In keeping with the voting trend in recent years, Watts said it’s also not a surprise all of the town council incumbents up for re-election didn’t win this year.
“It’s a good thing,” he said. “I think this is one of the communities that people want to be involved with. In several of our neighboring communities, nobody runs unless there’s an opening, and that’s kind of disappointing.”
Commenting on this year’s heated races and the divisiveness that has permeated both in and outside town council chambers, Watts said, “I think emotions have gotten in the way. Nobody has a clean slate on this, including the audience at these meetings. They’ve thrown a few fire bombs at everybody.”
Outgoing Mayor Richard Cerrato “feels like he’s been abused for the last couple of years,” Watts said. “A couple of the council candidates feel like they’ve been abused for the last couple of years. If we can just take the emotions out of it and get back to business, I think we’ll be fine.”
Watts has a couple of ideas about things he hopes to address as mayor. Most immediately, he wants to sit down and meet individually with council members, including discussing the basics of civility, getting town meetings under control, and communication.
“It was amazing to me at election day, listening to people that didn’t have the clear story on different topics,” he said. “That’s not pointing at anybody. We just do a lousy job telling people what’s going on. We’ve got to get better at that going forward.”
It’s his understanding the new town administrator has good ideas as well.
“If we just keeping knocking away at them, it’ll get better,” he said.
The Atlanta native and his family moved to Sunset Beach in 1997. He and his wife, Adrienne, already had a beach house on the island before deciding to move here permanently and buy their own business. They currently are business partners with Pat and Ginny Wolfe.
Watts previously lived in the Baltimore, Md., and Washington, D.C., area before moving to North Carolina.
The eventual lure to Brunswick County was a natural — “the beach,” Watts said. “I think that’s what draws everybody.”
At the time, it was an easy drive from Fayetteville, where Watts previously worked as marketing director for The Fayetteville Observer.
As for the upcoming mayoral transition, Watts said Cerrato has been very good with him since Cerrato was giving up the seat to run for town council.

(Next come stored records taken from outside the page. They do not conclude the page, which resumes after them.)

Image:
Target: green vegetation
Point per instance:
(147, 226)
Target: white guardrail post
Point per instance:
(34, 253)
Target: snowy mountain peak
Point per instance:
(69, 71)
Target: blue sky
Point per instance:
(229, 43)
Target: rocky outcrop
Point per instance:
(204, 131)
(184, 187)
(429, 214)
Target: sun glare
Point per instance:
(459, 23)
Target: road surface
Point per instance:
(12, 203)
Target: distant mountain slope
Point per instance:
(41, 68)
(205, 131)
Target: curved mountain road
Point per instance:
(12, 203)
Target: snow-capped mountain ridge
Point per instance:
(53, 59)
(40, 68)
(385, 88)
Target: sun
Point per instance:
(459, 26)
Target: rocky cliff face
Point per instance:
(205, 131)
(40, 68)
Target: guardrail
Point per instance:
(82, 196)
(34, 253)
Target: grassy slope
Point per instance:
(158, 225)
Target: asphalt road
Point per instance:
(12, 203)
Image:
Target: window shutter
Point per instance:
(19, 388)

“I think the problem for Rich is he burned bridges through the years, and he just could not overcome that the last couple of years,” Watts said. “We’ve kidded several times that many of his ideas were and are good. If they came from a different messenger, the council probably would have taken them more seriously.”
There are also things the two disagree on, such as the town’s budgetary reserve. Current town administrator Gary Parker, who will retire from the town in January, has done a good job creating a long-term budgeting plan, including capital improvements, Watts said.

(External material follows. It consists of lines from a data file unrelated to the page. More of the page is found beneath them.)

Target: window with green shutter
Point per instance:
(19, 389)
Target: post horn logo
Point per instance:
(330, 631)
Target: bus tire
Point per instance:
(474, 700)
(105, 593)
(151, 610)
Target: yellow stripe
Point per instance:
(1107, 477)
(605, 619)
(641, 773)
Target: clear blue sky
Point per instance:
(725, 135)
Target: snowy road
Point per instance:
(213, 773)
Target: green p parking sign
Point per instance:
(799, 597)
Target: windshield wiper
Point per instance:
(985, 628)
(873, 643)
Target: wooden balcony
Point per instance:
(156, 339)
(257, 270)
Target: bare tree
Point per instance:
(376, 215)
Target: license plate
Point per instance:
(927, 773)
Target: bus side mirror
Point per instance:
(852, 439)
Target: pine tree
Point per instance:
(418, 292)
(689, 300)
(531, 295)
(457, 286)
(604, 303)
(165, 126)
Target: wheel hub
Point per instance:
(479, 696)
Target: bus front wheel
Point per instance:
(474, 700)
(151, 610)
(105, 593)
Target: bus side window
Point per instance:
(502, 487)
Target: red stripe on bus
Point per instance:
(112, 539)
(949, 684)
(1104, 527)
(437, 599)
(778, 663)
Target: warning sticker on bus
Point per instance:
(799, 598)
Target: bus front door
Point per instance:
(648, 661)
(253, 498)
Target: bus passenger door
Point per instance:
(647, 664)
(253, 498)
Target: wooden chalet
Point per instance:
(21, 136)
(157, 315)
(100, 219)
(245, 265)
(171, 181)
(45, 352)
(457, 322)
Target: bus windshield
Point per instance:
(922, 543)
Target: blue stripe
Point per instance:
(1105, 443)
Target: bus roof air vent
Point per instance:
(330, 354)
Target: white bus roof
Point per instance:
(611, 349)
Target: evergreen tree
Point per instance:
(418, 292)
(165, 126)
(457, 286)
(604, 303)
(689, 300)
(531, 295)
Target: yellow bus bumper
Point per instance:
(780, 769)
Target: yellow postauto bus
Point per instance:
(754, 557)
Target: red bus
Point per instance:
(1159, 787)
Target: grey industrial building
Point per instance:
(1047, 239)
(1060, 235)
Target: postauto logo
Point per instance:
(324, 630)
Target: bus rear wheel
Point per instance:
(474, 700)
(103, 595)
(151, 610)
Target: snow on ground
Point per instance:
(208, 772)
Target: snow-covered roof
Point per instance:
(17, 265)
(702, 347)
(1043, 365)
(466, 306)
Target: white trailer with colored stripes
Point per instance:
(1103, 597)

“We were saving money as a community to pay for a lot of these projects going on,” he said. “The problem is we probably saved too much, and so we jumped into a couple of unplanned projects. But the money is there.”

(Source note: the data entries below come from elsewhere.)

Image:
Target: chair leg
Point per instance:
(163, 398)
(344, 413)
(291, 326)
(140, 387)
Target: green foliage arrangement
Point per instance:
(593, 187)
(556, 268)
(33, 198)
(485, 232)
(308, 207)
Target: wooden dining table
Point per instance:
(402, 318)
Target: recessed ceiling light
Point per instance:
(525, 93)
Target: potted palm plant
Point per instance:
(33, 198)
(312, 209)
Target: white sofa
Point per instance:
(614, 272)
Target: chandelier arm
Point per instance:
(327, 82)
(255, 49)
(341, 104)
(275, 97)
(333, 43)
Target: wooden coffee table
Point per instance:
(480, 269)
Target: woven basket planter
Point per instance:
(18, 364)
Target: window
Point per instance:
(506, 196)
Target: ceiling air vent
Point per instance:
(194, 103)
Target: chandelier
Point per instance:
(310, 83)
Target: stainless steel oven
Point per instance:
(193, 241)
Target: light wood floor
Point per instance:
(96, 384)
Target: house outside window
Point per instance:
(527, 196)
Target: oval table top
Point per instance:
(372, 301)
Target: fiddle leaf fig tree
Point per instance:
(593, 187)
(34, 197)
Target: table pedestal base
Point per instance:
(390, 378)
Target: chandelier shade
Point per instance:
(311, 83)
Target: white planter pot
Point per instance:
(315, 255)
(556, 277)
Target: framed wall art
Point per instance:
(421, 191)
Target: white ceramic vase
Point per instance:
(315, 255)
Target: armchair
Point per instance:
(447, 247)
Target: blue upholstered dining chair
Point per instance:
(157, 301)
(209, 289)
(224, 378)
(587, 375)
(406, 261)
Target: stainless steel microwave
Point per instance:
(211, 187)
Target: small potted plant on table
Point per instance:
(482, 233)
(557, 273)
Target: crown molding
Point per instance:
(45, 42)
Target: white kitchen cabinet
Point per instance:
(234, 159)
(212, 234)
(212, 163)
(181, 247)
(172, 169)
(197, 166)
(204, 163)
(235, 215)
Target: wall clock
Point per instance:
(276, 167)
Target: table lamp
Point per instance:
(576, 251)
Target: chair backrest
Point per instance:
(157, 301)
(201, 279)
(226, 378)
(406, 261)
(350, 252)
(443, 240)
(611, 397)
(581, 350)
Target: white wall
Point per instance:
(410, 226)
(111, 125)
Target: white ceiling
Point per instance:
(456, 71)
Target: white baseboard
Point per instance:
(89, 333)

He added, “I do suspect that every other town in the state would love to be in our financial shape.”
While Cerrato has been controversial, “give him some credit for the (election) turnout,” Watts said. “We were 40 to 45 percent turnout while everybody else was in the low 20s for the most part. Some of that was because there weren’t a whole lot of races.
“(Cerrato) likes to call himself a watchdog, and that’s good,” Watts said. “Every community can use one of those.”
Despite his loss, Cerrato said this week he is pleased the town has a new council member, Johnson.
Cerrato also hopes for a less bumpy road than he says he has had for the past two years.
He said he will still publish his “Taxpayers Digest” and attend meetings.
Once he’s sworn in, Watts said he’ll wield the mayor’s gavel, only “if I have to. Hopefully, I don’t have to use it with anybody.”